Harnessing Membrane-Targeting Photosensitizers to Evoke Ferroptosis and Pyroptosis Dual-Modal Cell Death for Antitumor Therapy

Abstract

Photodynamic therapy (PDT), a noninvasive and spatiotemporally controlled cancer treatment, often suffers from the mitochondrial or lysosomal accumulation of conventional photosensitizers (PSs), primarily triggering apoptosis and limiting efficacy against apoptosis-resistant tumors. Targeting the plasma membrane offers a promising, yet less explored, strategy to induce immunogenic cell death pathways like ferroptosis and pyroptosis, which can overcome therapeutic resistance. However, PSs capable of simultaneously targeting the plasma membrane and activating both ferroptosis and pyroptosis are scarce.
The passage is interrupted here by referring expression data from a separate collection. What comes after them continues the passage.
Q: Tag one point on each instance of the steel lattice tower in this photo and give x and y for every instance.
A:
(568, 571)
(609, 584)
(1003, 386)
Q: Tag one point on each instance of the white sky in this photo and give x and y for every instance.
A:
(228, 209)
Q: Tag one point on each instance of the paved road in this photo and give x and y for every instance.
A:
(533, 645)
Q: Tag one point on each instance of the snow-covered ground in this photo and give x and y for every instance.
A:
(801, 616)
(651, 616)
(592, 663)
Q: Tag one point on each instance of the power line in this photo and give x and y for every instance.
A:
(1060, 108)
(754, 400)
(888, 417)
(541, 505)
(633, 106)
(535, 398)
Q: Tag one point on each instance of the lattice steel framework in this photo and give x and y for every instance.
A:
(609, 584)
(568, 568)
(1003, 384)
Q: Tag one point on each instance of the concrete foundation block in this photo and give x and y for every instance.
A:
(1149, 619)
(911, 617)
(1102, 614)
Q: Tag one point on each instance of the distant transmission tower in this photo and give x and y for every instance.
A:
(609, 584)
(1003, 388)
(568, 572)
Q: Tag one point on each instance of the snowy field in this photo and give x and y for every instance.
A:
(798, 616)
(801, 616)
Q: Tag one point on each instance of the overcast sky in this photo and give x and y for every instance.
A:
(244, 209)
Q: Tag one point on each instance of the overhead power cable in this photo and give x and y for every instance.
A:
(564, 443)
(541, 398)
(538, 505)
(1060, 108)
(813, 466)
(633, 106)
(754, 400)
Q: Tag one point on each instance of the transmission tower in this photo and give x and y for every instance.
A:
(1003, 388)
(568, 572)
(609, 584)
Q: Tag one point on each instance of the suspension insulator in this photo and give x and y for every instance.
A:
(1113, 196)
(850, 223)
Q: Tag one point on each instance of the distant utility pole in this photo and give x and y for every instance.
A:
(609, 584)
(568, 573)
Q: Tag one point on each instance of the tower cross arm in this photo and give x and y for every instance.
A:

Here, we present a simple and rational π-bridge engineering strategy to develop multifunctional membrane-anchored PSs. Among our synthesized compounds, TDTP exhibits strong near-infrared (NIR) fluorescence, distinct aggregation-induced emission (AIE) characteristics, superior reactive oxygen species (ROS) generation, and precise plasma membrane localization. Upon light activation, TDTP induces synergistic ferroptotic-pyroptotic cell death, leading to highly efficient tumor ablation at nanomolar concentrations (IC₅₀ = 26.07 nM). In vivo studies demonstrate that TDTP enables high-contrast NIR imaging and substantially inhibits tumor growth under image-guided PDT. This work highlights a facile yet powerful strategy for constructing membrane-specific PSs and introduces a rare class of theranostic agents capable of inducing dual cell death pathways.